En un gesto de derrota absoluta dejó ir a su bastón, desplomando al suelo de rodillas. Sentía un dolor inimaginable en el alma. Como si alguien lo hubiera fusilado con balas invisibles de vergüenza, arrepentimiento, odio y terror. Un caudal descendía por sus mejillas, cruzando su mandíbula caída, saltando por el vacío hasta colidir con su ropa. Estaba destruido. Su vida completa era una gran, perversa mentira.

—Claude —ella le dijo con simplicidad, no confiando en su capacidad de mantenerse calma por mucho tiempo—. Tanto tiempo.

—Tú estabas...

—Nunca lo estuvo —fue interrumpido por su hermano, que con plenitud sonreía, más que feliz de verlo arruinado.

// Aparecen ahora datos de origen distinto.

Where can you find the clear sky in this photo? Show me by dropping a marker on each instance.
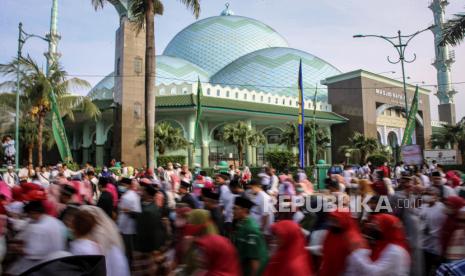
(323, 28)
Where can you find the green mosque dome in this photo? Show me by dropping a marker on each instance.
(275, 70)
(214, 42)
(234, 51)
(169, 70)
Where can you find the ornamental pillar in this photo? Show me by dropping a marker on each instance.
(86, 142)
(248, 154)
(100, 140)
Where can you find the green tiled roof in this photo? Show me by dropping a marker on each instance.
(436, 129)
(218, 103)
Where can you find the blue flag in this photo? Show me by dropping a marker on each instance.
(301, 119)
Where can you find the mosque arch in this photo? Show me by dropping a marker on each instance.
(176, 124)
(384, 107)
(393, 140)
(380, 137)
(272, 134)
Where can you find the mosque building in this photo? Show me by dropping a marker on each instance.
(248, 72)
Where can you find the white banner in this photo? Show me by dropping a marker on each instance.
(412, 155)
(443, 157)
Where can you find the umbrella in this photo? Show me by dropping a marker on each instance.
(89, 265)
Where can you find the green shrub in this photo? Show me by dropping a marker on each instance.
(377, 159)
(164, 160)
(281, 160)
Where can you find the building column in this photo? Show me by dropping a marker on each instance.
(75, 147)
(248, 152)
(205, 148)
(100, 140)
(86, 142)
(254, 156)
(205, 156)
(328, 150)
(191, 139)
(385, 136)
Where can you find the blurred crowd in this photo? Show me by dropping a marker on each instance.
(176, 220)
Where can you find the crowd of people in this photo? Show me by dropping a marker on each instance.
(367, 220)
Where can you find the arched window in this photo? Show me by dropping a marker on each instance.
(272, 135)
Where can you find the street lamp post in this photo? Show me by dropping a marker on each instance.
(400, 42)
(22, 38)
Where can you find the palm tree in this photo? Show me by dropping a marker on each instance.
(290, 138)
(240, 135)
(28, 135)
(451, 135)
(143, 15)
(166, 137)
(454, 30)
(36, 89)
(361, 145)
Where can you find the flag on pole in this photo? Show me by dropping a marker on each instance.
(198, 112)
(59, 132)
(314, 126)
(410, 127)
(301, 119)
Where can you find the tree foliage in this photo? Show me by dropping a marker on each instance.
(454, 30)
(166, 138)
(241, 135)
(281, 160)
(361, 146)
(290, 138)
(36, 88)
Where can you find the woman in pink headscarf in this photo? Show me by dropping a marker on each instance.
(218, 257)
(291, 257)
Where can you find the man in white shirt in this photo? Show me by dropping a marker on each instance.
(262, 211)
(42, 237)
(43, 176)
(129, 203)
(10, 177)
(226, 199)
(439, 182)
(432, 217)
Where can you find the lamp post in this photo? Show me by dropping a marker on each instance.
(22, 38)
(400, 43)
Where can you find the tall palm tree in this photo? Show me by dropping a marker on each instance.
(362, 145)
(36, 88)
(143, 15)
(240, 135)
(451, 135)
(454, 30)
(166, 137)
(290, 138)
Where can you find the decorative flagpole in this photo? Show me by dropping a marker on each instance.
(314, 126)
(52, 56)
(53, 37)
(301, 119)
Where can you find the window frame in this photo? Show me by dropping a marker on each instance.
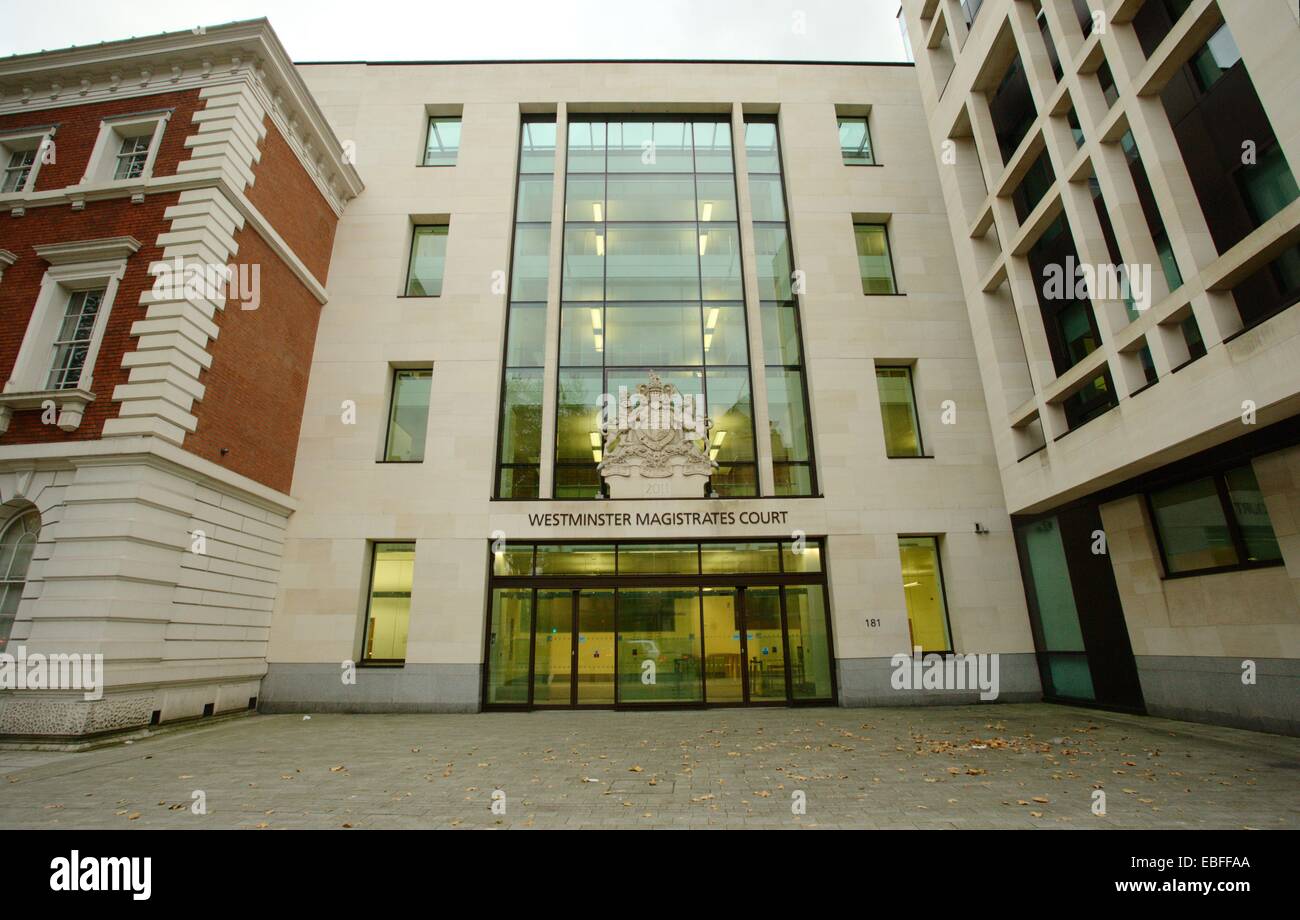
(893, 270)
(1234, 528)
(113, 133)
(394, 370)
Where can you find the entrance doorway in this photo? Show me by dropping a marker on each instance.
(635, 639)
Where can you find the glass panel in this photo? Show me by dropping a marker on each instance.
(532, 261)
(653, 334)
(534, 198)
(442, 143)
(898, 412)
(389, 613)
(553, 656)
(923, 587)
(767, 198)
(1049, 582)
(807, 559)
(579, 416)
(789, 430)
(581, 335)
(716, 198)
(726, 337)
(1192, 529)
(659, 645)
(874, 259)
(856, 140)
(408, 420)
(724, 659)
(713, 147)
(537, 147)
(739, 558)
(596, 647)
(512, 559)
(525, 346)
(658, 559)
(521, 419)
(584, 263)
(428, 260)
(772, 261)
(1252, 516)
(780, 334)
(576, 559)
(586, 147)
(766, 645)
(810, 642)
(650, 147)
(719, 263)
(762, 153)
(650, 198)
(653, 263)
(508, 645)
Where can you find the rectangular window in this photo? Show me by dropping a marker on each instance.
(898, 412)
(442, 143)
(923, 589)
(73, 339)
(1216, 523)
(856, 140)
(133, 156)
(389, 611)
(408, 415)
(428, 261)
(874, 260)
(17, 170)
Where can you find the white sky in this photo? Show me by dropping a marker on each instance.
(393, 30)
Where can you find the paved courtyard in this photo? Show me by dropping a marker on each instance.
(1028, 766)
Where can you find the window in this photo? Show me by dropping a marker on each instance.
(1214, 523)
(856, 142)
(131, 157)
(923, 589)
(17, 170)
(875, 264)
(17, 543)
(389, 610)
(428, 261)
(73, 339)
(408, 415)
(898, 412)
(442, 143)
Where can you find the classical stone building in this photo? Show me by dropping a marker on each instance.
(648, 383)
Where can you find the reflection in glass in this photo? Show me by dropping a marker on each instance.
(659, 645)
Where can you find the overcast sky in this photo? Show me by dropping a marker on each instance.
(395, 30)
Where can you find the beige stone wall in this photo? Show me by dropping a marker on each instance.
(443, 503)
(1239, 615)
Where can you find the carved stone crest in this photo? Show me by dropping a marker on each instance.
(651, 443)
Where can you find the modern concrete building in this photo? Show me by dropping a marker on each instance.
(1161, 135)
(650, 383)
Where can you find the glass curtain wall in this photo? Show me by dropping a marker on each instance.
(520, 437)
(651, 281)
(783, 347)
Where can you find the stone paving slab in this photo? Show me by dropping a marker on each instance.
(1008, 766)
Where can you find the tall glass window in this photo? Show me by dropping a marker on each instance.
(408, 415)
(651, 281)
(389, 612)
(923, 587)
(520, 426)
(783, 347)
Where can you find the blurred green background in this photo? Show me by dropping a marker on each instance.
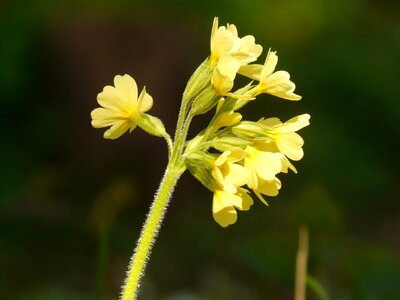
(72, 204)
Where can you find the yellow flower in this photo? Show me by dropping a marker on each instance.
(285, 137)
(262, 166)
(227, 173)
(275, 83)
(121, 107)
(228, 54)
(225, 205)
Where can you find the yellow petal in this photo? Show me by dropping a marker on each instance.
(127, 86)
(117, 130)
(251, 71)
(237, 175)
(224, 74)
(271, 122)
(252, 180)
(270, 188)
(290, 144)
(223, 211)
(294, 124)
(102, 117)
(244, 201)
(145, 101)
(269, 66)
(112, 99)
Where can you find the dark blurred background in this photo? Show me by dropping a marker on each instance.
(72, 204)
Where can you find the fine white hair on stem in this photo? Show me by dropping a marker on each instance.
(153, 221)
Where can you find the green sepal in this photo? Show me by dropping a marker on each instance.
(226, 143)
(152, 125)
(198, 81)
(204, 101)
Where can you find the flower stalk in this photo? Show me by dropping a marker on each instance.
(231, 157)
(150, 232)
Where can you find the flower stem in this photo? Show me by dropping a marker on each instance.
(150, 231)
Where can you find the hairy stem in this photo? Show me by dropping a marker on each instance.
(150, 231)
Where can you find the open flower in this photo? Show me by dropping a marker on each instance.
(121, 107)
(225, 205)
(285, 137)
(227, 173)
(228, 54)
(275, 83)
(261, 165)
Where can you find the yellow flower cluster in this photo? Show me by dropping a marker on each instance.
(255, 165)
(252, 153)
(231, 157)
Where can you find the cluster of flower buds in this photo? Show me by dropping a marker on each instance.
(230, 157)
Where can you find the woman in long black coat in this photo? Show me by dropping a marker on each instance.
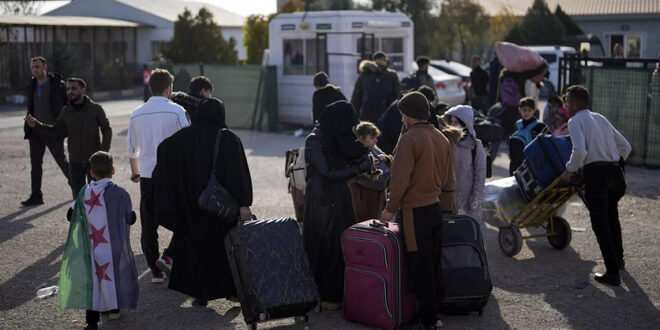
(184, 162)
(333, 156)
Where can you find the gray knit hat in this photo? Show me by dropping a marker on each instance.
(320, 79)
(415, 105)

Se estaba conteniendo para no alzar su bastón y darle una paliza allí mismo.

—Jean... —el tono inestable de la voz de Elise lo desconcentró.

Al ver la severidad de su mirada y las lágrimas que amenazaban con escapar de su control, él entendió el mensaje. Tenía que tranquilizarse, no por Claude, sino por ella. Lo necesitaba presente, estable.

—No puede ser... —el ministro detuvo su diálogo silencioso, avasallado por la revelación—. No puede...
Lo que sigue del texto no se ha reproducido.